You know, I too am full of blargh after that game, but it's nice to get a sense of the real disappointments that come with Dodgers fandom. Up until now, they've all been little heartbreakers - this is the first real killer of a loss since we moved here lo those years ago.

So, much like after that little lane-changing incident on the Harbor Freeway made us real Angelenos, that game seared the mark of the Dodgers into our souls, as it were, making us Real Dodger Fans.

It is like The Velveteen Rabbit, if the Rabbit inexplicably threw batting practice to the Skin Horse instead of shutting him down with inside pitching.

So tonight I say, with real conviction for the first time after four years of following the Blue:

ARGH! DEM BUMS!

Brady said...

Also, I couldn't resist snagging this quote, which says it so well:

"Does it hurt?" asked the Rabbit.

"Sometimes," said the Skin Horse, for he was always truthful. "When you are Real you don't mind being hurt."

raych said...

Sounds smashing!

Linkmeister said...

You know, I've heard Yankees fans say for years that Torre mismanaged the bullpen, but since they won a lot, I never took them too seriously.
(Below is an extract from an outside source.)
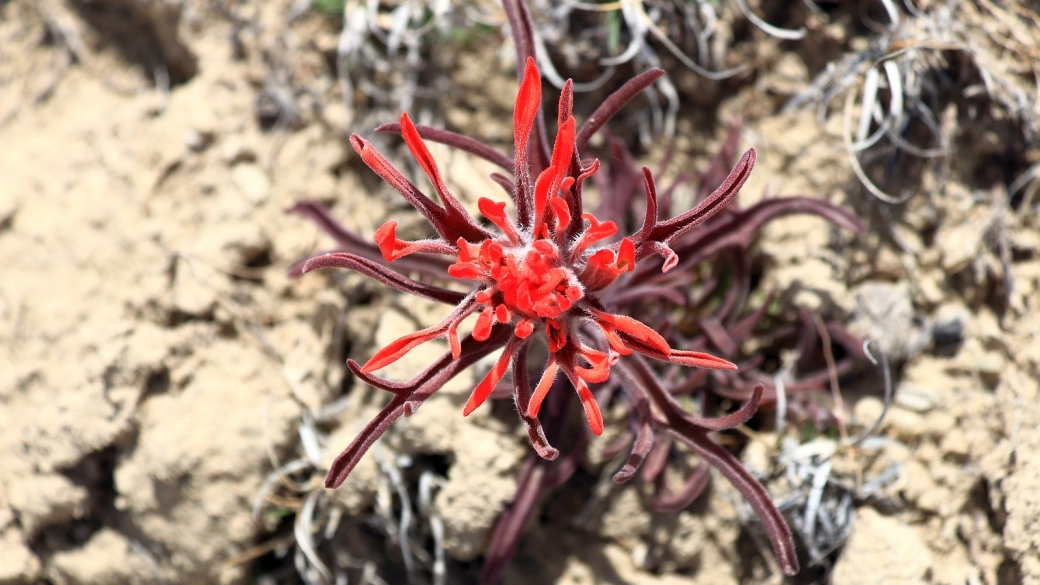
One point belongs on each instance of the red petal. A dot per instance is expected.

After that disaster, I know what they mean. Beimel should have been available to pitch to Stairs, and Kuo shouldn't have been lifted in the first place. Wade had thrown 33 pitches the day before.

Aaaargh.

And poor Broxton. Let's hope he doesn't begin to suffer Niedenfuer's disease (Ozzie Smith one day, Jack Clark the next. 1985.)

mary_m said...

Here, here! I couldn't have said it better.